Charcoal Oven Restaurant & “Cocktails”, 4400 Golf Rd. (near Niles Center Rd.), Skokie, IL
I’m sitting at the bar, it’s happy hour, but the joint is definitely not jumpin’. In fact, I’ve gone for years thinking this place was “mobbed up”– a front for a big card game or some other quiet but profitable entity. Why? Because there seldom seem to be any cars in the lot, but the lights are always on. But I’m sitting here now, inside for the first time, and I’m not so sure anymore.
It’s too dive-y, authentic and old-fashioned to be anything more than a break-even endeavor, money-wise. This is not a cultivated, polished “lounge” sort of atmosphere, created according to some designer/marketer’s carefully crafted Disneylike vision. It’s just intriguing and genuine, if a bit dusty. It’s where an Amy Winehouse type up-and-coming singer would be performing on a tiny corner stage in 1957 — except now it’s 2008, the only folks who come here to eat are regular joes, and there probably aren’t any performers who would want the gig if they even had a stage (which they don’t).

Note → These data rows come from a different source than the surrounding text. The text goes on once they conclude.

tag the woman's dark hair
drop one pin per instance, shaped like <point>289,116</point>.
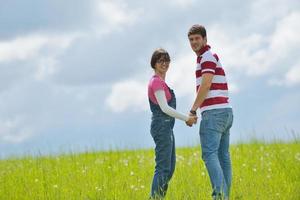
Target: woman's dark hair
<point>157,55</point>
<point>197,29</point>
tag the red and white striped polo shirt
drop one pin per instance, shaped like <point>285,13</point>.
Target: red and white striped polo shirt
<point>217,97</point>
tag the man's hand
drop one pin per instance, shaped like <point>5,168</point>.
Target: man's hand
<point>192,120</point>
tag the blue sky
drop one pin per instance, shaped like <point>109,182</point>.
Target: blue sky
<point>69,70</point>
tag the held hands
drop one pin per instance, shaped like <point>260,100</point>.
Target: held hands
<point>192,120</point>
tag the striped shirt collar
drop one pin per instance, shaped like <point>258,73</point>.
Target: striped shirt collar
<point>203,50</point>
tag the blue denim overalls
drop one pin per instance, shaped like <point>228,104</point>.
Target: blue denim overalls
<point>165,158</point>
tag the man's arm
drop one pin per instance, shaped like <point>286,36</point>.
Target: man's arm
<point>203,90</point>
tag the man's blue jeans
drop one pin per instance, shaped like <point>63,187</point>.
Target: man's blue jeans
<point>214,136</point>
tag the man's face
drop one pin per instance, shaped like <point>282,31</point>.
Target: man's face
<point>197,42</point>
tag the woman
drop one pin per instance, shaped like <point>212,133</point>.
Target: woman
<point>163,104</point>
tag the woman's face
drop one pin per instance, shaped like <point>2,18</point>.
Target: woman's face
<point>162,65</point>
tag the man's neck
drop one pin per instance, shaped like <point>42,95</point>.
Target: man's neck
<point>202,49</point>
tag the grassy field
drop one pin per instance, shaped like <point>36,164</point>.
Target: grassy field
<point>261,171</point>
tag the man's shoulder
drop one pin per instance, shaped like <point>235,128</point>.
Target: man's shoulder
<point>208,56</point>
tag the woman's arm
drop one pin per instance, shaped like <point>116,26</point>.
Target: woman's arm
<point>163,104</point>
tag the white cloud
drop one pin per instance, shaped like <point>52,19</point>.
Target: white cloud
<point>258,54</point>
<point>114,15</point>
<point>289,79</point>
<point>182,3</point>
<point>128,95</point>
<point>15,130</point>
<point>28,47</point>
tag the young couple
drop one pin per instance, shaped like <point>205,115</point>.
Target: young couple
<point>216,117</point>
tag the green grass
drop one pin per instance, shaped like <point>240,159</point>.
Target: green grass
<point>260,171</point>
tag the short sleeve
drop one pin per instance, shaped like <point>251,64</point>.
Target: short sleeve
<point>156,84</point>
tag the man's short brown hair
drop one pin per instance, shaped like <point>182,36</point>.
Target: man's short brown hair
<point>158,54</point>
<point>197,29</point>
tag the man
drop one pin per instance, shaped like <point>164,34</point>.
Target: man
<point>216,112</point>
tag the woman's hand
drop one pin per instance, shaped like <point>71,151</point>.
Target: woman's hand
<point>192,120</point>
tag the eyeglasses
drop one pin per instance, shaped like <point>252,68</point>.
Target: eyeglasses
<point>163,61</point>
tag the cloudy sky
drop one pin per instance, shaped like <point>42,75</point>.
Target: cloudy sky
<point>73,74</point>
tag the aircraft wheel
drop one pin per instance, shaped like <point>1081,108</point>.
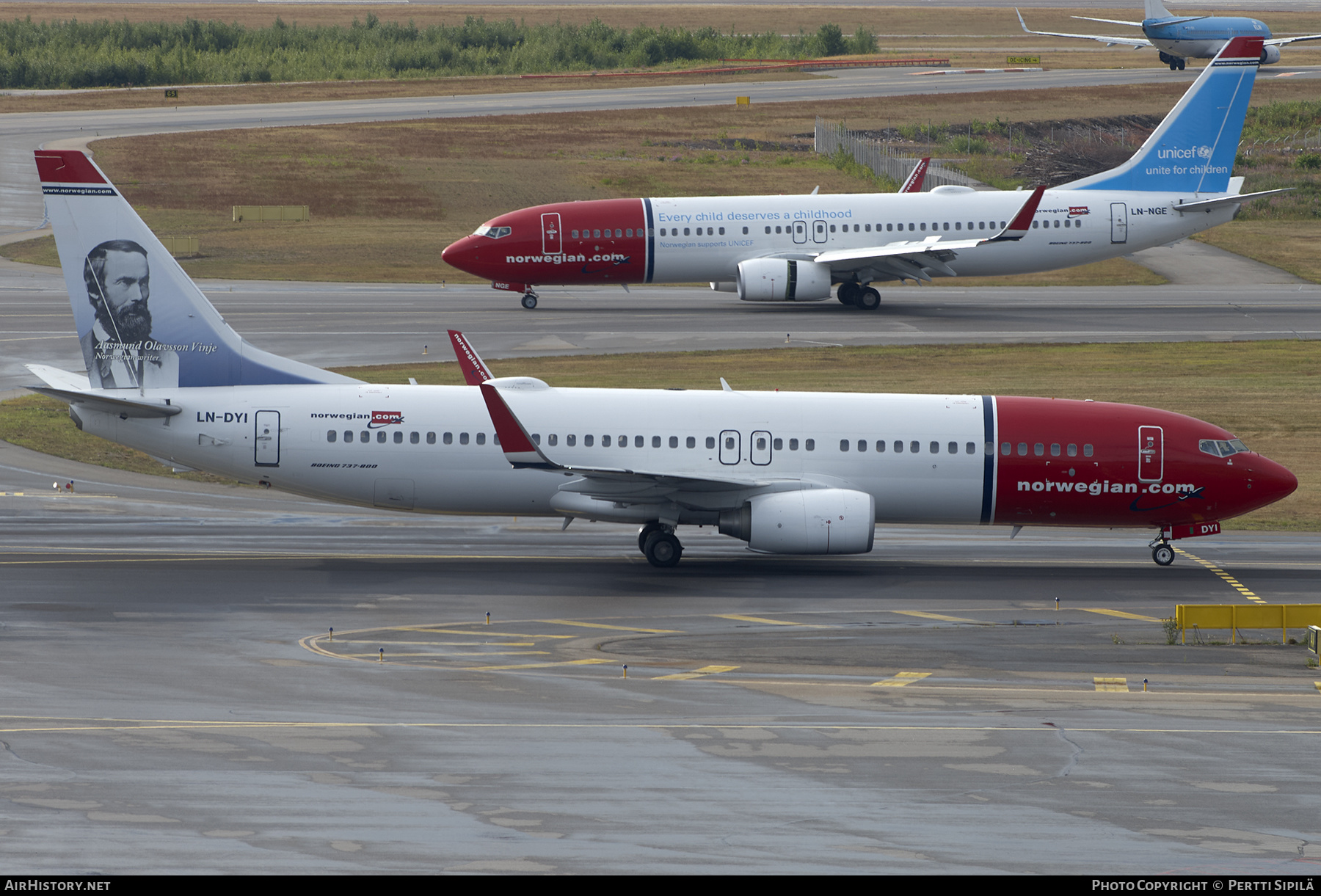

There’s a big old National cash register directly in front of me. It does not work, but the owner’s 50-ish daughter/bartender says it only recently went down. So that’s the oldest thing in the building, which she says was built in 1927 or ’29. I think about those dates momentarily, and it hits me: Prohibition. The daughter confirms it: this was a speakeasy, back when Skokie was a thinly-settled town on the outskirts of Chicago. This joint is like a living museum, a roadhouse not so far from the city, but far enough to be off the radar of both the cops and the cultured elite.
She says her father bought it in 1949. That’s almost 60 years ago. Holy crap. Could I do anything for 60 years straight? I think not. At the far end of the bar, a new (5 days old) LCD widescreen TV is the newest thing in the building… and proof that they’re not dead yet. The old tube tv is still at the opposite end, as is the old waitress Sonya, who has only one family out in the dining room eating. She says she’s been here for 17 years.
Curious, I try the liquer Campari for the first time, having seen it behind the bar near the other liquers. What a weird taste! 29 percent alcohol, and we have no idea what it’s made of (the label is of no help, and a look later at wiki tells me the recipe is a big secret, though it is a type of “bitters” with rhubarb, quinine, ginseng, and alot of spices). It’s bitter, kind of smoky, and dark pink. I drink it with soda, as a few regulars start coming into the bar.
One of them’s a teacher at a grade school in Highland Park, and we talk about those North Shore families and their sense of entitlement. (My wife recently took a new job, starting in the fall, moving from one of these North Shore towns to a more suburban/rural northern high school.) When this teacher asks about the owner’s health, his daughter says he’s not well… taking steroids for some illness.
Now my wife calls, asking where I am. In theory, I only stepped out to get some toner for our computer printer. But it’s been an hour. So I gotta roll.
Charcoal Oven… I think I’ll be back. Good 1950s atmosphere, good food (according to my new friend the teacher), and a casual be-yourself attitude. And if I’m lucky, maybe on Saturdays at 11pm there’s a poker game in the back room.